On earlier versions of the program (Pocket Mapple Digitial v.8 and earlier), if you turn off the PDA or Bluetooth or the GPS while the GPS is connected to Mapple, or if you attempt to connect Mapple to the GPS without the GPS and Bluetooth already turned on, Mapple can't find the GPS but won't stop looking and freezes the whole system. You'll have to do a soft reset (hit the recessed reset button--on Axims it's on the back, on iPAQs it's on the bottom, and I don't know where it is on other PDAs and SmartPhones). This shouldn't be a problem with Pocketmapple v.9.

I can't change map sets through the Open Map Set function in the Map Menu.
That's right, as it says on the Map Menu page (which also links to the solution).

Location seems to be consistently some distance off.
Temporary inaccuracy can come from signals bouncing around off nearby buildings and cliffs, but if your location is consistently off by a certain amount in a certain direction, you need to make sure the datum is set to 世界測地 in the Map Menu and, when you connect to the GPS, to WGS-84.
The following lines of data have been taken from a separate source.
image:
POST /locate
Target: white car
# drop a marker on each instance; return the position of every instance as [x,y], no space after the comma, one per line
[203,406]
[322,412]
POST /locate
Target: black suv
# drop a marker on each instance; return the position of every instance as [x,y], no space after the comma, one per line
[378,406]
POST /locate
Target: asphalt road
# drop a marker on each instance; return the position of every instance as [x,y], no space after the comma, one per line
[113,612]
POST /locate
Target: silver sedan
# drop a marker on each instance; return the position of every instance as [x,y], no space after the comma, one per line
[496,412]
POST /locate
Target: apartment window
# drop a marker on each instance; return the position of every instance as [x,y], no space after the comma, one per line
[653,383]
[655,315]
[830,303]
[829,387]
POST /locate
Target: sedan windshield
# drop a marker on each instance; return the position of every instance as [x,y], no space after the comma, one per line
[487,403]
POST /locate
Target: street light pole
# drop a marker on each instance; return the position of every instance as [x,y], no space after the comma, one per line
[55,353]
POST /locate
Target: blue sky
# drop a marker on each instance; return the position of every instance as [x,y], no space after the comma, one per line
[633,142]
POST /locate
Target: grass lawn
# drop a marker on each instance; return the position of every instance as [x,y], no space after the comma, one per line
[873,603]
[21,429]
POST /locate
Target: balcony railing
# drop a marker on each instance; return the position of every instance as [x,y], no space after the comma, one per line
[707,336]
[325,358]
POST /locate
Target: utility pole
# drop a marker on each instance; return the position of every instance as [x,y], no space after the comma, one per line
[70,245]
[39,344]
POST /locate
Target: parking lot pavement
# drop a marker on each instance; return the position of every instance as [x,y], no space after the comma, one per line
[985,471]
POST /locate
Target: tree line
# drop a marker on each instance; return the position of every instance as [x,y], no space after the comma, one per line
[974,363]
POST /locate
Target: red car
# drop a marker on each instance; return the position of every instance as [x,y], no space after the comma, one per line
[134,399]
GPS is connected, but it's not showing my location.
Make sure the GPS itself has a signal. On the first start of the day, it may take 30-60 seconds to acquire enough satellite signals to know where it is (subsequently it should take just a few seconds). The first time you start it after a long period of non-use or after moving a long distance with the GPS off, it may take 5-15 minutes (it has to download a lot of data from the satellites). And the GPS won't get a signal indoors or where something is blocking much of its view in the sky (it's generally find in your pocket, a purse or camera case, or anywhere in your car). Look at the GPS itself to see if it's got a signal (in the RBT-2300 from JLT, the yellow/green center LED will glow steadily when it's got a signal and blink when it doesn't; many other models do exactly the opposite). The RBT-2300 seems to be better and faster in all these situations than the other units I've tried, even other units built around the same GPS chip.